Silicon Valley Boot Camp Aims to Boost Diversity In 2012, 1% of technology entrepreneurs were black, and only 8% of tech companies were founded by women. Here are some of the reasons given voice in the article:
“They’ve never seen a successful black entrepreneur, so it’s hard for them to envision it. But then, they do exist … it’s just a mess.”
“People tend to help people who look like them and who come from similar backgrounds. It’s largely subconscious.” (This reality is support by the recently released research, Blindspot: Hidden Biases of Good People).
Focusing just on gender for a moment, consider the impact of the following statistics. We know that since the 1980’s women now make up more than 50% of U.S. college campuses. Looking at more recent numbers:
about 58% of US college undergraduates are women, with some campuses 70%
women represent 51% of PhDs, 51% of business school applicants, 67% of college graduates
and in 2012, more than 70% of Valedictorians in the US
Yet according to Tracking Changes in Women’s Corporate Roles women in the Fortune 500 world currently make up only:
4.2% of CEOs
11.5% of CFOs
11.8% of Directors *(this statistic has risen less than 2 percent since 2009)

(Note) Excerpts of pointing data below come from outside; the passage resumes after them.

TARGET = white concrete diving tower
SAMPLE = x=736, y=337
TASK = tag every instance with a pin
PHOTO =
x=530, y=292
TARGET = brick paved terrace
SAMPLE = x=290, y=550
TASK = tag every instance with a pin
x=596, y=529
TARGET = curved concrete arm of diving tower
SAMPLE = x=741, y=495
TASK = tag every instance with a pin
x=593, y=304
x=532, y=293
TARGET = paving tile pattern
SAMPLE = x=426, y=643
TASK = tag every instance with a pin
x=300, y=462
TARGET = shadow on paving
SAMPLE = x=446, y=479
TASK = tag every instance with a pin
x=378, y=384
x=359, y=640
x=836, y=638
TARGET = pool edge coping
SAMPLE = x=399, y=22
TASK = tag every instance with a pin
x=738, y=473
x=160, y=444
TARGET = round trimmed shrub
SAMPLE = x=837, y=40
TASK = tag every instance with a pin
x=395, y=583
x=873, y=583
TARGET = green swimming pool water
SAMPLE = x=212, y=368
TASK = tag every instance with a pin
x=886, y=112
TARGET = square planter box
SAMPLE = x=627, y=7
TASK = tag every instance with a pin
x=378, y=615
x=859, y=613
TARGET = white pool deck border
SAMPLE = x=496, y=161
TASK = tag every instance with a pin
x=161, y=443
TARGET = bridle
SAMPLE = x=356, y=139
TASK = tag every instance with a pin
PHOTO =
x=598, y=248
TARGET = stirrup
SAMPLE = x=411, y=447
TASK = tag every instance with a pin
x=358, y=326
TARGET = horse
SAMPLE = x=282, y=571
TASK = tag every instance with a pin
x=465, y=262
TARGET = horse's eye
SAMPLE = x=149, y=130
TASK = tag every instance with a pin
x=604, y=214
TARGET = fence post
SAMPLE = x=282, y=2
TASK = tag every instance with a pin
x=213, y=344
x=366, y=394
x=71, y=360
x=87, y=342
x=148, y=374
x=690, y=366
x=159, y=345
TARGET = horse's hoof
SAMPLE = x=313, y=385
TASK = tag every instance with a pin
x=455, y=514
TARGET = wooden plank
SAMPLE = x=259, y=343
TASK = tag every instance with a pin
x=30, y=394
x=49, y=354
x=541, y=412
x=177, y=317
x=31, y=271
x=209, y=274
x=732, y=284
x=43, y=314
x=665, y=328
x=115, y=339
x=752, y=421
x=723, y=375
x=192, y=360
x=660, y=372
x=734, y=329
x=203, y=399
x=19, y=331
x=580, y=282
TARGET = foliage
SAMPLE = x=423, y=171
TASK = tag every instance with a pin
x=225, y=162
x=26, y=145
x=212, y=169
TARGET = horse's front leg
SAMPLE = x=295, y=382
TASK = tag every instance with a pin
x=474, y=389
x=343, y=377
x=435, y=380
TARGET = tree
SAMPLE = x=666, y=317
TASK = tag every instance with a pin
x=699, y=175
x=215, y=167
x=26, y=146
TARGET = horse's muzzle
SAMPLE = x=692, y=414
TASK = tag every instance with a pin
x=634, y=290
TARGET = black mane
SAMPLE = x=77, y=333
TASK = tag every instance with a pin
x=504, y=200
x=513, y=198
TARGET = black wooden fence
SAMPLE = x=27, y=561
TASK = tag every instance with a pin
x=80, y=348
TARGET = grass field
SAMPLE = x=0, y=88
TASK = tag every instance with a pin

What happened to all that talent? Here’s a story behind the story, revealed to me by a senior HR manager a couple of weeks ago: “68% of our talent pool for potential managers were women, yet 70% of our managers were men. Couldn’t crack that number. Come to find out that we had male supervisors who were making statements to women like, Oh you probably don’t want to think about a manager’s role given you having a family and all that entails.”
What are business solutions that can disrupt this kind of status quo? Organizations need to define and implement initiatives across the full scope of diversity and inclusion work.
On the “systems” end of the work, companies like Banco Bilbao Vizcaya Argentaria (BBVA), Duke Energy, and CEMEX have devised ways to neutralize biases in talent management decisions. Regarding the “personal role” that business leaders, especially white men need to take, Bill Proudman’s article includes testimonials by Lee Tschanz, vice president for North American Sales at Rockwell Automation, and Paul Steffen, Vice President of Agencies at Northwestern Mutual.
All worth reading, all worth the disruption.